Cet Orient n’est encore, il est vrai, qu’un bric-à-brac de pièces rapportées de sources éparses et peu
comprises. Tyrans, guerriers intrépides et barbares d’une part, amants purs et âmes innocentes de
l’autre, ribambelle de vierges qui décorent le trône d’Allah : ces caractères prétendus « orientaux »
doivent plus à des fantasmes et stéréotypes occidentaux qu’à l’histoire ou aux religions orientales, a
fortiori à la tradition islamique. À y regarder de plus près, Le paradis et la Péri parle de la grandeur de
civilisations passées plus que de cultures orientales au présent (sauf dans la partie finale). Des intellectuels égyptiens, iraniens, indiens se sont plus tard élevés avec force et raison contre les dérives de
cet « orientalisme » du 19e siècle, qui idéalisait un passé lointain pendant qu’administrations, commerçants et militaires exploitaient les colonies au bon profit de l’Europe qui se croyait le centre du
monde.
Cela dit, chanter cette œuvre au 21e siècle permet aussi de réfléchir à nos orientalismes à nous. À
une époque qui voit les réfugiés du monde arabe échouer au large de Lampedusa, les rapports entre
l’Europe et l’Orient sont-ils plus balancés que jadis ? Jamais le présent ne relève du conte de fées.
L’Iran, l’Afghanistan et le Pakistan, l’Égypte et la Syrie d’aujourd’hui ne nous inspirent pas confiance
et la peste se présente aujourd’hui sous les effets de bombes chimiques. Or ce qui se passe « là-bas »

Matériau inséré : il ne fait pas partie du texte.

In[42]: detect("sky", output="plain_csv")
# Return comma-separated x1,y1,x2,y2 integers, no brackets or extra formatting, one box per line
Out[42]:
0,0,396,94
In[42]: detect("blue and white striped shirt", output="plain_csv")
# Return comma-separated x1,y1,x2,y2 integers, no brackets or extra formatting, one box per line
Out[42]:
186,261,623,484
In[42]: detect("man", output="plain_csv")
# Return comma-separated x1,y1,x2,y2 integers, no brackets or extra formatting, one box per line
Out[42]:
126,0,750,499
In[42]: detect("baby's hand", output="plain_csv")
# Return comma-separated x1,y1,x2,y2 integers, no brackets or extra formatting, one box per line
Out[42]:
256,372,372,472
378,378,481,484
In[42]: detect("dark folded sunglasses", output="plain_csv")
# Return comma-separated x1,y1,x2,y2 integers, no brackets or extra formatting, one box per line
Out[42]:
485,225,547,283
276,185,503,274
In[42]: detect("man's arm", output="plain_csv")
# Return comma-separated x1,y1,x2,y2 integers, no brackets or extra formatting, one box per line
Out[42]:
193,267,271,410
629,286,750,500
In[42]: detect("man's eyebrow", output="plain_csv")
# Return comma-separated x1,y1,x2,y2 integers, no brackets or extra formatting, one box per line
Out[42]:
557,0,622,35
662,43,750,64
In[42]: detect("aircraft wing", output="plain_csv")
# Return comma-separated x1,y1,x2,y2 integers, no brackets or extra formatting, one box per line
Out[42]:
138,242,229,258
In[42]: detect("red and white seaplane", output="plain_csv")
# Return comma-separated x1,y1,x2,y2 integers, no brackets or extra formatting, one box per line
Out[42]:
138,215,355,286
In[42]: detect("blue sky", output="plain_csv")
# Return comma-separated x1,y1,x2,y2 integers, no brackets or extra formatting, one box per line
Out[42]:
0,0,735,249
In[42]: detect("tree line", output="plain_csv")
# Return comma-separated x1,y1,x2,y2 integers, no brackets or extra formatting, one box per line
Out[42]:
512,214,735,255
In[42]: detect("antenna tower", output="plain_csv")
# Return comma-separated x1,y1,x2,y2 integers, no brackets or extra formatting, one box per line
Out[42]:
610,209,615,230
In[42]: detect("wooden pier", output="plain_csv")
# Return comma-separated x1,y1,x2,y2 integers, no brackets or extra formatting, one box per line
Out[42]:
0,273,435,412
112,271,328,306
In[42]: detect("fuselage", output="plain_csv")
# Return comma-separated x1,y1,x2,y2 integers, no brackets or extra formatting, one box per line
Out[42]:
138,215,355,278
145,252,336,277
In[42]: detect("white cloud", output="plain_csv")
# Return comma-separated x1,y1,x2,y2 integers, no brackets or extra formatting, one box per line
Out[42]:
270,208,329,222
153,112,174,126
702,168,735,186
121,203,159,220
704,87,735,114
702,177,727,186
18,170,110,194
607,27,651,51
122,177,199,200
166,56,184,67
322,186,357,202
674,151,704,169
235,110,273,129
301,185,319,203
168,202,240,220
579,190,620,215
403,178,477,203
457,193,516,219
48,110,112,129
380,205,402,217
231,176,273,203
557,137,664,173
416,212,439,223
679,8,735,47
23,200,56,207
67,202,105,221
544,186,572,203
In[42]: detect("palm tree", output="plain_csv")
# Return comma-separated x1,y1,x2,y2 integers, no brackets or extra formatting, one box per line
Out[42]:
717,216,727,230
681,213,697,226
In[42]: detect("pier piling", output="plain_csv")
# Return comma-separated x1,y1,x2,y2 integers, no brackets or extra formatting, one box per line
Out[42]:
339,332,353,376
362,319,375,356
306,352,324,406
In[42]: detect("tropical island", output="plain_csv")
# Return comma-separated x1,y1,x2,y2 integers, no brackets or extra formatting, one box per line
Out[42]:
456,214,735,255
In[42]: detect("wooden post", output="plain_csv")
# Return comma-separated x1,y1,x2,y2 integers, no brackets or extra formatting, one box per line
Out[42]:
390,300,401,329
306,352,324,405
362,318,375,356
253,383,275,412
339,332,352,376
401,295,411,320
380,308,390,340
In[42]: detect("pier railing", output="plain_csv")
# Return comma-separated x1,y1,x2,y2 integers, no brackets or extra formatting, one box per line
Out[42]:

est le produit d’une histoire dans laquelle la responsabilité des puissances occidentales est lourdement engagée. Il n’y a donc pas les bons d’un côté, les méchants de l’autre – mais avant tout des
milliers d’innocents et leurs larmes. Il y a aussi, parfois, des retours inespérés à la raison, voire des
repentirs miraculeux : puisse Le paradis et la Péri nous inviter à en mesurer l’importance.